Jodhi Meares is at a really good time in her life.
Not only is she poised to say I do to her rock and roller fiancé Jon Stevens – in the past three months, the one-time bikini model, who went on to become the first Mrs James Packer, has unleashed unto the world her latest business venture, the yoga-inspired activewear company, The Upside.
It’s the industrious Ms Mears’ second foray into the world of fashion retail. Her first business, the swimwear company Tigerlily, was sold to surfwear multinational Billabong back in 2007 for an undisclosed sum, thought to be between $3 million and $5 million.

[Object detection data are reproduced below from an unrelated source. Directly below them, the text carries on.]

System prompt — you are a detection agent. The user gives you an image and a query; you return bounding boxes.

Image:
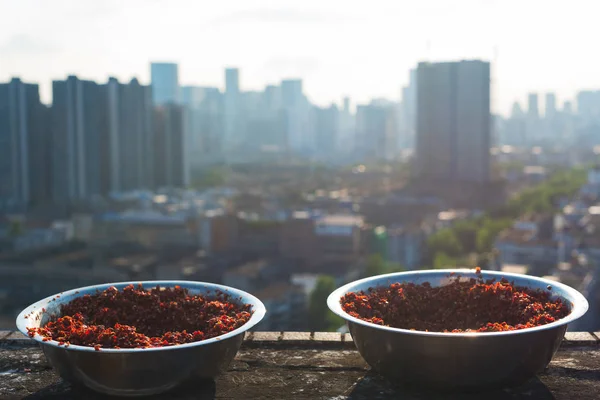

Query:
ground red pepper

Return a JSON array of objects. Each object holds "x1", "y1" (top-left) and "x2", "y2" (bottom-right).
[
  {"x1": 27, "y1": 285, "x2": 251, "y2": 350},
  {"x1": 340, "y1": 271, "x2": 571, "y2": 333}
]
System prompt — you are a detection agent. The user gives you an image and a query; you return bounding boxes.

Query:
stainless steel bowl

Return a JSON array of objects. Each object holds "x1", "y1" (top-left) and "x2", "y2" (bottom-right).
[
  {"x1": 327, "y1": 269, "x2": 588, "y2": 388},
  {"x1": 17, "y1": 281, "x2": 265, "y2": 396}
]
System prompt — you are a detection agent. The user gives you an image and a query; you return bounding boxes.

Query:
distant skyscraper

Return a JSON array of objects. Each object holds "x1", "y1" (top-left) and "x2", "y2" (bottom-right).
[
  {"x1": 154, "y1": 104, "x2": 190, "y2": 188},
  {"x1": 312, "y1": 104, "x2": 340, "y2": 160},
  {"x1": 544, "y1": 93, "x2": 556, "y2": 119},
  {"x1": 105, "y1": 78, "x2": 154, "y2": 191},
  {"x1": 510, "y1": 101, "x2": 524, "y2": 118},
  {"x1": 225, "y1": 68, "x2": 240, "y2": 94},
  {"x1": 281, "y1": 79, "x2": 315, "y2": 153},
  {"x1": 51, "y1": 76, "x2": 110, "y2": 205},
  {"x1": 0, "y1": 78, "x2": 49, "y2": 212},
  {"x1": 150, "y1": 63, "x2": 180, "y2": 105},
  {"x1": 563, "y1": 101, "x2": 573, "y2": 115},
  {"x1": 577, "y1": 90, "x2": 600, "y2": 122},
  {"x1": 355, "y1": 103, "x2": 390, "y2": 160},
  {"x1": 527, "y1": 93, "x2": 540, "y2": 119},
  {"x1": 415, "y1": 61, "x2": 491, "y2": 183},
  {"x1": 223, "y1": 68, "x2": 245, "y2": 152},
  {"x1": 401, "y1": 69, "x2": 417, "y2": 147}
]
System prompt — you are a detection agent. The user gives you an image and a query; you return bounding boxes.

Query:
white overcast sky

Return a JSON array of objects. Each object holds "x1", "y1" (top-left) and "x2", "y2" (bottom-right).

At the time and despite the high-profile role Jodhi played in the business from its creation to its sale, there were those who wrote off Tigerlily as the vanity project of a newly minter former billionairess divorcee (she split from James in 2002, almost three years after they had wed, two years after Tigerlily was set up and five years before the sale of the company to Billabong).
Jodhi’s business advisor, Mark Calvetti, was one of those who knew all along the fashion entrepeneur’s success was no fluke.
“If you were to talk to the man on the street, they would think Jodhi was bankrolled into the fashion business by James and continues to be bankrolled by James. And that is so far from the truth,” he tells The Weekly.
Now, having put all her own money into The Upside – “I have a lot of skin in this game,” Jodhi says – she’s again out there having a go, building business and putting her fortune on the line, when she could easily not have done so.
“How many women can leave a high-profile marriage like she did, build a business, sell it and then build a second one?” asks Mark Calvetti.
“She didn’t have to launch The Upside. She could have spent half a year in Hawaii and half a year here. But she did it again – built another business.”